*Kei Masunaga1, Naoki Terada2, Francois Leblanc3, Shotaro Sakai2, Shoichiro Yokota4, Yuki Harada5, Takuya Hara6, Kanako Seki7, Atsushi Yamazaki1, Tomohiro Usui1
(1.Japan Aerospace Exploration Agency, 2.Department of Geophysics, Graduate School of Science, Tohoku University, 3.LATMOS, Sorbonne Universite, 4.Graduate School of Science, Osaka University, 5.Graduate School of Science, Kyoto University, Kyoto, Japan, 6.University of California Berkeley, 7.Department of Earth and Planetary Science, Graduate School of Science, University of Tokyo)

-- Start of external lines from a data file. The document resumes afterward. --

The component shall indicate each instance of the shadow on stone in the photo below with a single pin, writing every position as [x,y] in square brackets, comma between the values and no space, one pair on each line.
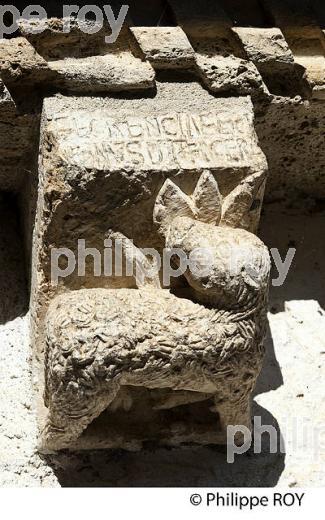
[161,467]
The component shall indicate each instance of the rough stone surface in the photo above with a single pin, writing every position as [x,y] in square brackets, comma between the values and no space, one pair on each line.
[165,47]
[287,89]
[282,382]
[223,74]
[95,145]
[99,74]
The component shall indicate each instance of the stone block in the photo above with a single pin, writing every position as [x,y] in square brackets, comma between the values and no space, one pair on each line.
[165,47]
[19,62]
[131,168]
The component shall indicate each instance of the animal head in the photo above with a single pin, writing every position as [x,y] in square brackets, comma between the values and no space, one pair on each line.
[232,264]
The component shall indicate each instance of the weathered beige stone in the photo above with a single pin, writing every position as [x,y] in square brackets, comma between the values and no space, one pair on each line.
[19,62]
[112,72]
[110,158]
[165,47]
[203,21]
[269,51]
[175,350]
[229,74]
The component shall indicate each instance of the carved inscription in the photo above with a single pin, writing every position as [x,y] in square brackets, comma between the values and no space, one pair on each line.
[164,142]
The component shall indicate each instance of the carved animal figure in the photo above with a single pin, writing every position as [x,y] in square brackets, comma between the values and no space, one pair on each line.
[100,341]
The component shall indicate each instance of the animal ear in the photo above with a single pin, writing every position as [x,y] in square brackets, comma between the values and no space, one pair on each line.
[207,199]
[238,203]
[171,202]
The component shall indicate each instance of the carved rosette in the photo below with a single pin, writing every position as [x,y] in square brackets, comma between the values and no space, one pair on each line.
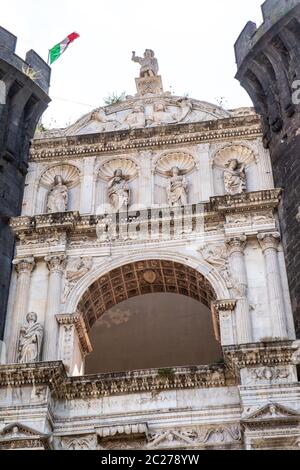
[183,161]
[24,265]
[56,263]
[269,240]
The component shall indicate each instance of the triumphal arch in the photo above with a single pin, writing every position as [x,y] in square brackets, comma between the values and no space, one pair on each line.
[149,304]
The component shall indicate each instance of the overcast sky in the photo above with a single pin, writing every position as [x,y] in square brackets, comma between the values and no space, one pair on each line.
[193,41]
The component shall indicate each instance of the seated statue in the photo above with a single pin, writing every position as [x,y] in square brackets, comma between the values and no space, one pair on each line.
[148,63]
[30,341]
[235,178]
[57,197]
[118,191]
[177,189]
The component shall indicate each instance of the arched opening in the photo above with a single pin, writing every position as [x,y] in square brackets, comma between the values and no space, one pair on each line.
[150,314]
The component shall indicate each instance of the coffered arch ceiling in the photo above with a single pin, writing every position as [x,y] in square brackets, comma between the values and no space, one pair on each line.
[143,277]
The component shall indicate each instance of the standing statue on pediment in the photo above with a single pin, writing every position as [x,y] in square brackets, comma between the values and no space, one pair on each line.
[148,63]
[177,188]
[58,196]
[118,191]
[235,177]
[30,341]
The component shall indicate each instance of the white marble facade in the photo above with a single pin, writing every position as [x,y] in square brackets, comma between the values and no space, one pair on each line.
[158,152]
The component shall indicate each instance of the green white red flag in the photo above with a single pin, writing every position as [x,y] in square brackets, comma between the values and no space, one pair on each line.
[60,48]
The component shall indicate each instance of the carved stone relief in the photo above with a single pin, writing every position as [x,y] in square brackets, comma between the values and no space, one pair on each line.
[30,340]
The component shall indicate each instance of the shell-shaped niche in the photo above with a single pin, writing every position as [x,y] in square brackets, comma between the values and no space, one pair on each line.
[69,173]
[242,153]
[183,161]
[128,167]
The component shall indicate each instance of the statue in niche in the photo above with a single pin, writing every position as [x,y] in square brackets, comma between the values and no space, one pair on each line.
[136,118]
[177,188]
[58,196]
[235,177]
[148,63]
[118,191]
[30,341]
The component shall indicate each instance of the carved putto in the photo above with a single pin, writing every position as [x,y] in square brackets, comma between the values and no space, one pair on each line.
[177,188]
[78,267]
[30,341]
[136,118]
[118,191]
[58,196]
[235,177]
[148,63]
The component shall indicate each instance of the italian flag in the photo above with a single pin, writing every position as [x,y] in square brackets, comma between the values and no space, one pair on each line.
[60,48]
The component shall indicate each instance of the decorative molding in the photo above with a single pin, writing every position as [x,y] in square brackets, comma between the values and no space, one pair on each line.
[214,436]
[154,137]
[81,329]
[270,416]
[70,175]
[128,167]
[240,152]
[269,240]
[16,436]
[24,265]
[53,374]
[129,431]
[278,353]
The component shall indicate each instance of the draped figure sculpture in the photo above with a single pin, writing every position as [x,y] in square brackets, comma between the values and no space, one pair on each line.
[58,196]
[118,191]
[235,177]
[148,63]
[30,341]
[177,188]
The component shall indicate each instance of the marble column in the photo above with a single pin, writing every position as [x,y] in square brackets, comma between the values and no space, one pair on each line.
[269,243]
[24,268]
[56,265]
[145,179]
[87,185]
[235,249]
[205,173]
[226,321]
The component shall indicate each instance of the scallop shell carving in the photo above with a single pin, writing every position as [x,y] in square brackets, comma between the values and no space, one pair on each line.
[242,153]
[183,161]
[69,173]
[128,167]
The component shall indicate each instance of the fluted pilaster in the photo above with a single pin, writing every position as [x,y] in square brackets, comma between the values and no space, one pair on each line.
[56,265]
[235,249]
[24,268]
[269,243]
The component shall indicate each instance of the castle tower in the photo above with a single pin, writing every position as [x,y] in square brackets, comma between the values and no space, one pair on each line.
[268,61]
[23,98]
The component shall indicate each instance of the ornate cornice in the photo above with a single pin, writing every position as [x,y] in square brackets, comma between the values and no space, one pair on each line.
[78,321]
[258,354]
[269,240]
[213,212]
[56,262]
[152,380]
[138,139]
[45,373]
[266,199]
[236,244]
[225,305]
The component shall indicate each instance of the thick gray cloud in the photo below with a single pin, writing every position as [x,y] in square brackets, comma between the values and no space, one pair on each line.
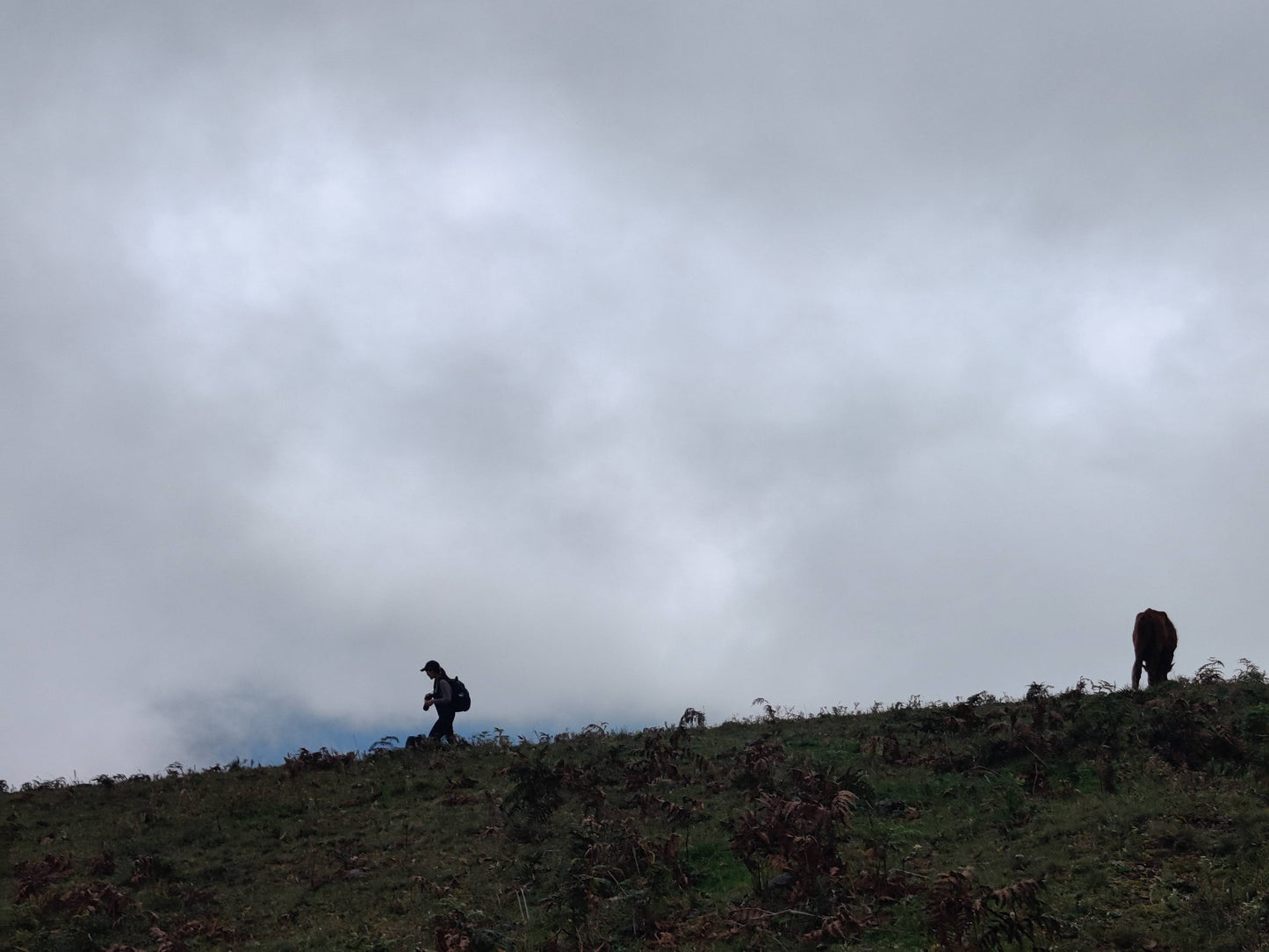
[624,358]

Keywords:Mars, pickup ions, exosphere, MAVEN, MMX
Ion pickup by the solar wind is ubiquitous in space plasma, generating pickup ions. Because pickup ions are originally produced by ionization of the exospheric neutral atmosphere, their measurements contain information on the exospheric neutral abundance. Here we establish a method to retrieve exospheric number densities, by analyzing ion velocity distribution functions of pickup ions measured by the Mars Atmosphere and Volatile EvolutioN spacecraft. We retrieved exospheric oxygen density distribution between altitudes of ~1,000 km and 10,000 km around Mars. The consistency between the retrieved oxygen density distribution the modeled density distribution of the Exospheric General Model suggests that the oxygen atoms are mainly produced by dissociative recombination of O2+ in the Martian ionosphere. This method may be applied to other space missions to study the upper atmosphere of planets, moons, and small bodies in the solar system, where pickup ions exist. In this presentation, we discuss the application of this method to our future observations of the Mass Spectrum Analyzer on the Martian Moons eXploration spacecraft.